Tuesday, December 23, 2008

Display Advertising in 2008

Clickz has an update on the state of online display advertising.

"Display growth dropped from around 16 percent in Q1 2007 to 8.5 percent in Q1 2008, according to TNS Media Intelligence. Meanwhile, the Interactive Advertising Bureau weighed in with its overall online ad revenue tally, courtesy of PriceWaterhouseCooopers; spending growth decreased from 26 percent in Q1 2006 to about 18 percent in Q1 2008. "

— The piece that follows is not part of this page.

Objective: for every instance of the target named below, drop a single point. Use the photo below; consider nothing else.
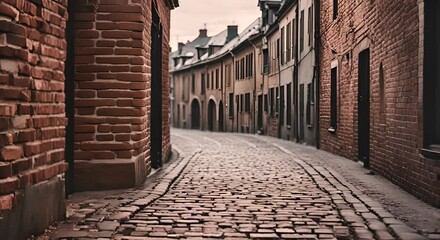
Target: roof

I think the most interesting element of this is the following:

"As the current oil market affirms, lower demand can lead to lower prices, especially when it comes to a commodity. Like it or not, display ads have become just that. "The eCPMs across our business have gone from about $2 down to about 40 cents, and I imagine within the next year, two years, it will continue to plummet," said J. Moses, co-founder of Hearst's UGO Entertainment at the recent UBS Global Media and Communications Conference in New York. Moses and others blame the increasing efficiencies and refined targeting enabled by ad networks, along with surplus social media ad inventory for declining CPMs. "No one would have predicted that better tools would produce a lower yield for publishers, and that is exactly what has happened," he said"

All of these targeting technologies that the industry has proffered over the years to increase efficiency and increase yield have done just the opposite. 2009 will be a year of change, methinks.